In a speech at Davos, President Trump emphasized the strength of the U.S. economy under his administration, promoting his policies as a model for the world. He took the opportunity to criticize the Biden administration’s approach to immigration, energy, and government size. As Trump continued his address, he was scheduled to participate in a CNBC interview later in the day.

In corporate news, Johnson & Johnson reported a strong performance for the fourth quarter of 2025, surpassing the expectations for its full-year 2026 guidance. Despite these positive results, the company’s stock saw a decline of approximately 3.5%, reflecting the market’s volatility and the pre-existing optimism priced into the stock.

Netflix encountered a rough start to the day, with its shares plummeting about 7.5%. The streaming service’s decline was prompted by the announcement of softer margin guidance and a pause on stock buybacks aimed at conserving cash for its proposed acquisition of Warner Bros Discovery. Analysts quickly responded with numerous price target cuts, even as Netflix managed to exceed profit and revenue expectations for the fourth quarter.

Meta Platforms’ recent partnership with Oklo, a nuclear power company, led Bank of America to revise its rating. The analysts upgraded Oklo from a hold to a buy and increased its price target significantly, although concerns about the company’s ability to deliver its small modular reactors lingered. In contrast, GE Vernova—which produces essential natural gas turbines catering to data centers—was suggested as a more reliable investment in this space.

Mizuho Financial Group adjusted Microsoft’s price target downwards from $640 to $620, but retained a buy rating on the stock. Their channel checks revealed strong adoption rates of artificial intelligence; however, they also noted a more tempered fiscal environment for budgets.

ServiceNow saw a price target reduction from Mizuho as well, with the new target set at $190, down from $210. The firm highlighted growing investor concerns about potential disruptions in the AI sector, which have adversely affected valuations for many software companies. The investing climate for enterprise software remains challenging, as evidenced by Salesforce experiencing a 13% decline year-to-date.

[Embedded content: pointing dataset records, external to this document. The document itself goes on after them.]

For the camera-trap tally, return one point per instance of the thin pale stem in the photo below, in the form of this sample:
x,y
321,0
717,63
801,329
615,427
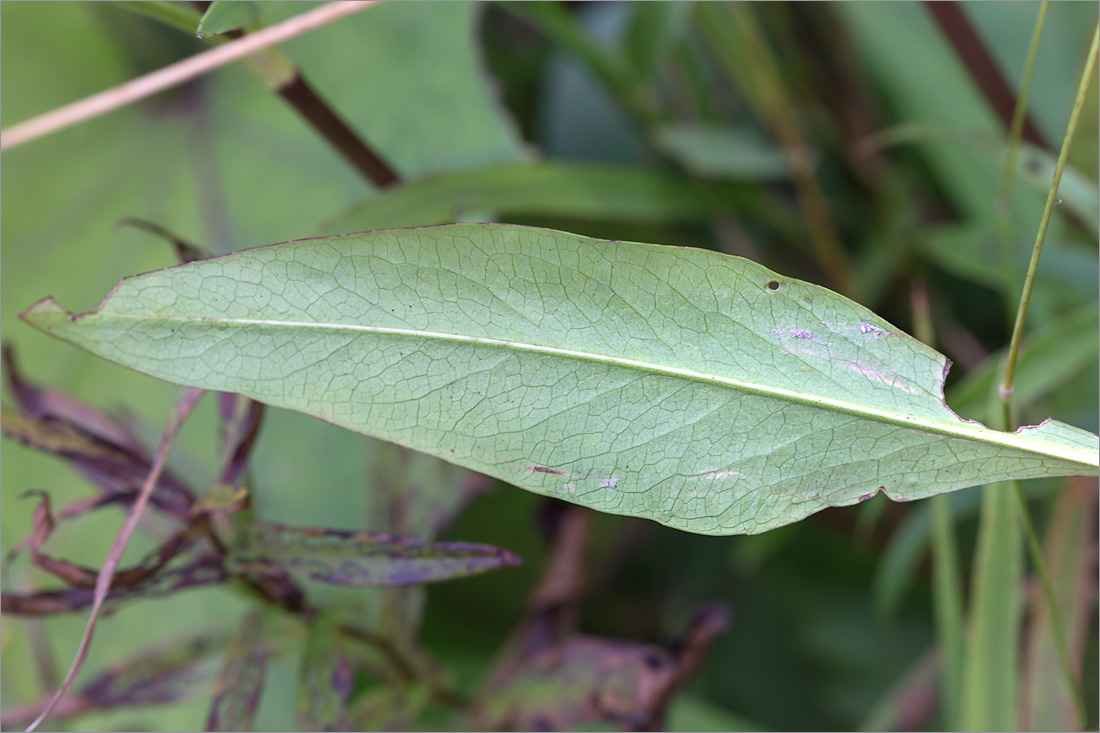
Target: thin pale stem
x,y
184,407
779,115
1010,368
175,74
1005,387
1015,132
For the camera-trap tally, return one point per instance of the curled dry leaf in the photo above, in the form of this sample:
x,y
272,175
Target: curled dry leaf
x,y
165,674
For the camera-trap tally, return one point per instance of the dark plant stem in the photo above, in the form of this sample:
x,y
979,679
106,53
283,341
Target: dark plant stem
x,y
315,110
972,52
318,113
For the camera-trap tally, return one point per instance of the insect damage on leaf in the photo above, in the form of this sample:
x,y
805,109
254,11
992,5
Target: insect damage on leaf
x,y
503,348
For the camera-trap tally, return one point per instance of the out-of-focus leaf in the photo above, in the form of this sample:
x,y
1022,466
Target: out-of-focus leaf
x,y
431,56
157,676
116,469
1034,165
695,389
1047,358
1045,702
910,702
972,252
326,678
722,152
362,558
223,17
990,695
200,572
653,30
163,675
186,251
391,708
241,419
937,93
689,712
415,494
36,403
568,189
81,577
578,681
1004,31
176,14
897,569
1076,192
241,679
584,681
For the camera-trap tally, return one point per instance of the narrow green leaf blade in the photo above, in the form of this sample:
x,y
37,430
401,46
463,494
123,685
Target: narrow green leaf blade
x,y
223,17
362,558
723,152
691,387
551,188
989,697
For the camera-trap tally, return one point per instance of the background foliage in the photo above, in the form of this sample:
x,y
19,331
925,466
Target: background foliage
x,y
642,121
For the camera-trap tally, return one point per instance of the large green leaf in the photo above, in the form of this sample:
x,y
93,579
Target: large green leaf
x,y
695,389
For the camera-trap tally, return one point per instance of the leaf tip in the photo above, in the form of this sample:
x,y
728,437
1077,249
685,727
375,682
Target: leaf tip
x,y
44,312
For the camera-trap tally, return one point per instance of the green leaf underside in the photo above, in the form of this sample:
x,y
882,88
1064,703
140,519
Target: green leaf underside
x,y
691,387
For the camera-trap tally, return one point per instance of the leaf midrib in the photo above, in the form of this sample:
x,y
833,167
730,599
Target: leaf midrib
x,y
961,429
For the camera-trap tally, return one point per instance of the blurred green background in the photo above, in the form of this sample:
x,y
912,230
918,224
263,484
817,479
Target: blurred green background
x,y
640,121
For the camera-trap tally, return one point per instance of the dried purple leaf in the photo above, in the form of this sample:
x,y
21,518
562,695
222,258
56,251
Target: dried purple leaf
x,y
201,572
237,691
326,678
361,558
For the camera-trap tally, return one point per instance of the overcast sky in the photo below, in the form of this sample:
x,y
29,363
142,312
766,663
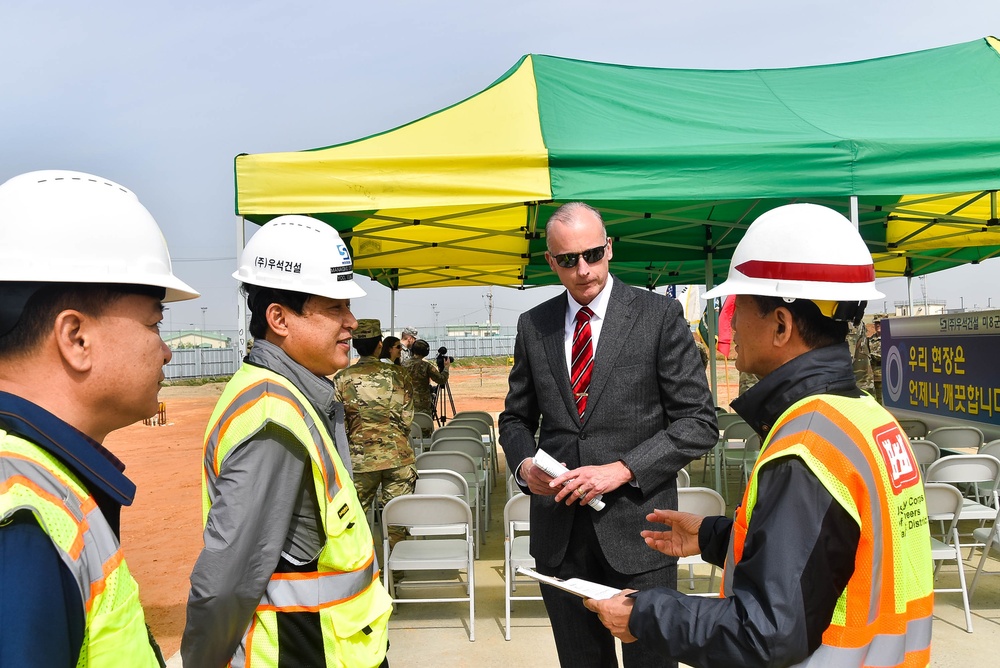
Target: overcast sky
x,y
161,96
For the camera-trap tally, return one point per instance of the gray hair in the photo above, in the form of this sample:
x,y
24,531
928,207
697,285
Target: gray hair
x,y
567,213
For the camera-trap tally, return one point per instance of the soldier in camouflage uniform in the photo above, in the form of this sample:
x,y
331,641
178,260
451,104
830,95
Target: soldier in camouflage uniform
x,y
378,406
422,372
875,352
857,342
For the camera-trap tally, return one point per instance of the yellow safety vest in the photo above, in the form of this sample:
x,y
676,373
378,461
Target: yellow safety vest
x,y
345,589
862,457
115,629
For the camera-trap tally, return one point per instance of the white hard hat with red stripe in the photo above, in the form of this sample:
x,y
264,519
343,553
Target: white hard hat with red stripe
x,y
802,251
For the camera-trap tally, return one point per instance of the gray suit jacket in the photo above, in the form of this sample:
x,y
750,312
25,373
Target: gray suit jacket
x,y
648,405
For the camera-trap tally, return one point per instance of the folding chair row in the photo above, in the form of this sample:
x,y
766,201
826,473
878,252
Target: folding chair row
x,y
429,517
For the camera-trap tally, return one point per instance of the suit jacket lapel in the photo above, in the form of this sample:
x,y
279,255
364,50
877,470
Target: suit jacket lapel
x,y
554,342
618,321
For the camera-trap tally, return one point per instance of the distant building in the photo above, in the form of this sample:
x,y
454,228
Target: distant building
x,y
923,307
473,330
196,339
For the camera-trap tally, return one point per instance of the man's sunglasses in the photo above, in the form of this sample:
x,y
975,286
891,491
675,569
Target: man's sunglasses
x,y
591,255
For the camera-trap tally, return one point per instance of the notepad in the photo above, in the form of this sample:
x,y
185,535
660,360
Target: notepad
x,y
582,588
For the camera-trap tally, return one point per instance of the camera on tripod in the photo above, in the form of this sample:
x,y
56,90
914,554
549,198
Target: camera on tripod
x,y
442,356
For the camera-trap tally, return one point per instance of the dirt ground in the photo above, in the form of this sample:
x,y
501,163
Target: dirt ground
x,y
161,531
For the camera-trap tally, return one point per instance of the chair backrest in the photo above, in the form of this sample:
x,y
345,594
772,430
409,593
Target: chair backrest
x,y
913,428
518,511
425,421
441,481
925,452
964,468
512,487
957,437
470,446
455,461
700,501
421,510
738,431
991,448
944,502
726,419
449,431
485,416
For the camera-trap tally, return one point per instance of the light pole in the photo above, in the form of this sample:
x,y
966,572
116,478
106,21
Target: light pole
x,y
203,309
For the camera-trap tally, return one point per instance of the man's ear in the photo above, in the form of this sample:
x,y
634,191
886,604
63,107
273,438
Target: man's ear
x,y
277,319
783,326
73,334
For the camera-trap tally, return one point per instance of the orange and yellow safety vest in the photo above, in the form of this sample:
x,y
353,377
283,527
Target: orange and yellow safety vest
x,y
862,457
345,589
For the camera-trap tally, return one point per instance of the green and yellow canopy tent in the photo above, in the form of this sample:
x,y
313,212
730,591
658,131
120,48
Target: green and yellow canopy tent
x,y
679,162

In more positive news, Bank of America raised its price target on Starbucks from $106 to $114, maintaining a buy rating, albeit without updated earnings-per-share projections.

Citi also provided a favorable outlook for several companies in its coverage. They raised Linde’s price target from $520 to $540, reflecting improvements in currency conditions and sales dynamics, although it noted potential tariff risks looming for the industrial gas enterprise. Similarly, DuPont’s price target went up from $47 to $50, based on positive sector trends, with Citi also expressing confidence in the company’s spinoff, Qnity Electronics, which is positioned in semiconductor packaging.